After a year, I wasn’t nervous. Maybe I was a little bit concerned, but that’s not the same thing. But then we entered a university study at the hospital because it gave us free access to expensive medicine. And then the study ended and we found ourselves stuck in congestion on life’s highway surrounded by lanes of traffic flowing freely until we moved into  them; two Michael Boltons watching their loved ones speed by them to their full-house destinations. And then we went back to the hospital (sans university study) because it gave us access to expensive medicine. We placed our checks in their hands like tokens in a slot machine; hospitals and casinos are not all that different. And then the treatments ended and we found ourselves staring at the same mile marker, faced with a realization that our dream of a life without pain was sold to us by a con artist.
 
There isn’t really a good word for our current reality.
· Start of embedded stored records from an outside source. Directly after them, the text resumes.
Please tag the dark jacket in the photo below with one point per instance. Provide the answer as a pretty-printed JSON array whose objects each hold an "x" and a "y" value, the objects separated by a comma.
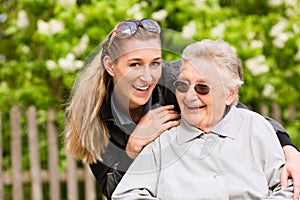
[{"x": 115, "y": 161}]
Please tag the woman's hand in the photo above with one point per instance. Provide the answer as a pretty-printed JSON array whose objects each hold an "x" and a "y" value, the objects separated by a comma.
[
  {"x": 151, "y": 125},
  {"x": 291, "y": 169}
]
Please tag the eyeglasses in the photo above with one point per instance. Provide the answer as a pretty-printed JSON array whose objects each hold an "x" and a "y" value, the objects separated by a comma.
[
  {"x": 183, "y": 87},
  {"x": 130, "y": 27}
]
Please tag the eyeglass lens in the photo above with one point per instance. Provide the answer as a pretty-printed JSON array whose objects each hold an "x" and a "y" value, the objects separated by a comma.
[{"x": 199, "y": 88}]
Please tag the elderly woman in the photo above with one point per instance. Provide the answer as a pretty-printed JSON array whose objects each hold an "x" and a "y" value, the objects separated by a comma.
[{"x": 218, "y": 151}]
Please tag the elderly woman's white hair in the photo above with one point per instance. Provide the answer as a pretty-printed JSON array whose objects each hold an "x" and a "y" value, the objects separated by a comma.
[{"x": 223, "y": 56}]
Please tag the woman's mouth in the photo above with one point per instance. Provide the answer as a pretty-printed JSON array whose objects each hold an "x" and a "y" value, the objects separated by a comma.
[
  {"x": 140, "y": 88},
  {"x": 195, "y": 108}
]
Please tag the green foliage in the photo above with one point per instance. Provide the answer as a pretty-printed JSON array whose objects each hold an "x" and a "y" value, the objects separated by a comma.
[{"x": 44, "y": 44}]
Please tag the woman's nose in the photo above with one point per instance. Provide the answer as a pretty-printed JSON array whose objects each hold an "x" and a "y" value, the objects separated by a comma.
[
  {"x": 191, "y": 93},
  {"x": 146, "y": 75}
]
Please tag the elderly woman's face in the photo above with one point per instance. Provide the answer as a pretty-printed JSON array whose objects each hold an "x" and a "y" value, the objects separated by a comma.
[
  {"x": 202, "y": 111},
  {"x": 136, "y": 72}
]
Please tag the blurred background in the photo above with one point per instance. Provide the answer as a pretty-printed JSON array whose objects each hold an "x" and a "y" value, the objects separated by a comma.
[{"x": 44, "y": 43}]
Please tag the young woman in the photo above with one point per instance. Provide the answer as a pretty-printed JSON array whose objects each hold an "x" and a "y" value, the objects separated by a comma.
[{"x": 123, "y": 100}]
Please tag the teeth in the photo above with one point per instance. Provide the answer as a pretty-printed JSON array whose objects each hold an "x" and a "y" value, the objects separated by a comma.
[{"x": 141, "y": 88}]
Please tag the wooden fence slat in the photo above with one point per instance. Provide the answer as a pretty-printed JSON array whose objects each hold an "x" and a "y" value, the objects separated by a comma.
[
  {"x": 72, "y": 184},
  {"x": 34, "y": 154},
  {"x": 1, "y": 159},
  {"x": 53, "y": 157},
  {"x": 276, "y": 112},
  {"x": 292, "y": 112},
  {"x": 90, "y": 187},
  {"x": 16, "y": 145}
]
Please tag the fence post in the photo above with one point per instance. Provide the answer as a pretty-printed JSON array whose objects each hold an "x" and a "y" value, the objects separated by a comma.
[
  {"x": 72, "y": 182},
  {"x": 34, "y": 154},
  {"x": 276, "y": 112},
  {"x": 89, "y": 180},
  {"x": 16, "y": 146},
  {"x": 53, "y": 157},
  {"x": 1, "y": 158}
]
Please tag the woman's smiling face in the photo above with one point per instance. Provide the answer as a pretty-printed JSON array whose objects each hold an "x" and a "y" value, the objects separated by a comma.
[{"x": 136, "y": 73}]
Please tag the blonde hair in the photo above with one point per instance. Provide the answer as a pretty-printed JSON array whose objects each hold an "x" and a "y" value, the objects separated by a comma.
[
  {"x": 223, "y": 55},
  {"x": 86, "y": 134}
]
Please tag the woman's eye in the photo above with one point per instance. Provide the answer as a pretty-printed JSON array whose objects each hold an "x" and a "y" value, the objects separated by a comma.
[
  {"x": 134, "y": 65},
  {"x": 156, "y": 64}
]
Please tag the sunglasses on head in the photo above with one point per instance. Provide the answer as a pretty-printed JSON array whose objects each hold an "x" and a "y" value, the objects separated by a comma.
[
  {"x": 130, "y": 27},
  {"x": 183, "y": 87}
]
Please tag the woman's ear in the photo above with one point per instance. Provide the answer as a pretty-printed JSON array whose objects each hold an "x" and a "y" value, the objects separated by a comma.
[
  {"x": 108, "y": 64},
  {"x": 231, "y": 96}
]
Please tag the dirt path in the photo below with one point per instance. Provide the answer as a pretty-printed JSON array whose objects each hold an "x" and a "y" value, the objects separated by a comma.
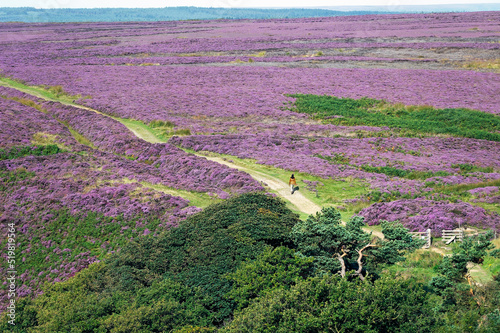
[{"x": 297, "y": 199}]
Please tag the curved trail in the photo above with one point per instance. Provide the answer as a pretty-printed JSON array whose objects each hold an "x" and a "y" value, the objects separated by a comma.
[{"x": 283, "y": 190}]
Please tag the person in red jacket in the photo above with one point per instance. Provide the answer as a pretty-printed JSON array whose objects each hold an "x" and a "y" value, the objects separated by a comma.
[{"x": 292, "y": 182}]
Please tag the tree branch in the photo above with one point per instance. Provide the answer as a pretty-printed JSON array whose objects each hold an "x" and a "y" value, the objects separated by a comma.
[
  {"x": 360, "y": 258},
  {"x": 342, "y": 262}
]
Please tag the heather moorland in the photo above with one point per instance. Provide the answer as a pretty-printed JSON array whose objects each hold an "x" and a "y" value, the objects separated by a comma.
[{"x": 144, "y": 167}]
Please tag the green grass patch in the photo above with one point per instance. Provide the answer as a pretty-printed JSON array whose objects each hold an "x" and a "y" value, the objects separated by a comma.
[
  {"x": 424, "y": 119},
  {"x": 492, "y": 265},
  {"x": 53, "y": 93},
  {"x": 329, "y": 193}
]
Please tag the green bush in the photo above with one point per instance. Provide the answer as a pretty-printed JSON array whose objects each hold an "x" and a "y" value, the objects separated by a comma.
[
  {"x": 331, "y": 304},
  {"x": 20, "y": 151},
  {"x": 423, "y": 119}
]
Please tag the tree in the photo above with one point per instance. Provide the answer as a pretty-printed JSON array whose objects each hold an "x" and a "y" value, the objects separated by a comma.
[
  {"x": 339, "y": 248},
  {"x": 278, "y": 268}
]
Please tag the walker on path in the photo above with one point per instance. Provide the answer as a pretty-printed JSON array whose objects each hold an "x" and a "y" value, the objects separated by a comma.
[{"x": 292, "y": 182}]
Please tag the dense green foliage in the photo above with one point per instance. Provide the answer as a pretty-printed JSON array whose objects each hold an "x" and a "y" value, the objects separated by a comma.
[
  {"x": 236, "y": 267},
  {"x": 330, "y": 304},
  {"x": 20, "y": 151},
  {"x": 339, "y": 248},
  {"x": 423, "y": 119}
]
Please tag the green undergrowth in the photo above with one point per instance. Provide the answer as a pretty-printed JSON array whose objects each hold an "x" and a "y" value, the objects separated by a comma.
[
  {"x": 53, "y": 93},
  {"x": 424, "y": 119},
  {"x": 419, "y": 265},
  {"x": 21, "y": 151}
]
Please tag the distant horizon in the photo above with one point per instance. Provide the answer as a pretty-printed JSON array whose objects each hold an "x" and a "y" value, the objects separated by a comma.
[
  {"x": 338, "y": 8},
  {"x": 250, "y": 4}
]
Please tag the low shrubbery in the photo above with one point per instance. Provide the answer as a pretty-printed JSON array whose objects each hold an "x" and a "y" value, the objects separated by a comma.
[
  {"x": 236, "y": 267},
  {"x": 425, "y": 119}
]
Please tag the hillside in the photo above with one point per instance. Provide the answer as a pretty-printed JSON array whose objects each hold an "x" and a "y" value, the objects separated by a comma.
[{"x": 144, "y": 172}]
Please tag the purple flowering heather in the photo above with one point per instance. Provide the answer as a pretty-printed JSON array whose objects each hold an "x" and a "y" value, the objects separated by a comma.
[{"x": 421, "y": 214}]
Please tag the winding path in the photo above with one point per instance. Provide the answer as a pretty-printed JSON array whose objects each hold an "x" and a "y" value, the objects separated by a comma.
[{"x": 283, "y": 189}]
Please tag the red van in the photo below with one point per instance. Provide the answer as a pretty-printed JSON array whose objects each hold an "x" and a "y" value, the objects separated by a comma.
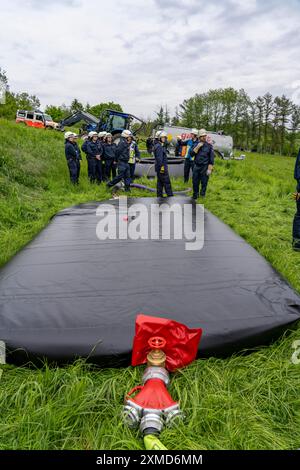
[{"x": 35, "y": 119}]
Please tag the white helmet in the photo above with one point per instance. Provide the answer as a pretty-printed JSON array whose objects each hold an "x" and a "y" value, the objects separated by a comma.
[
  {"x": 126, "y": 133},
  {"x": 69, "y": 134},
  {"x": 92, "y": 133}
]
I keep coming back to the word that does not mean what one might think it means. It applies in a sense—our reality is not one either of us ever envisioned for our future—but the word still doesn’t mean what one might think it means. Even so, I can’t help but use this word. I use it to describe the reality that has been written for us. I use it to distance ourselves from this reality; to pretend that we’re characters in a beloved movie just two hours and one wheelbarrow away from a happy ending. Because then, when I can imagine our life existing in such a script, I don’t mind so much the countless scenes in the lives of those around me. The lives whose scripts don’t feature the word that does not mean what one might think it means.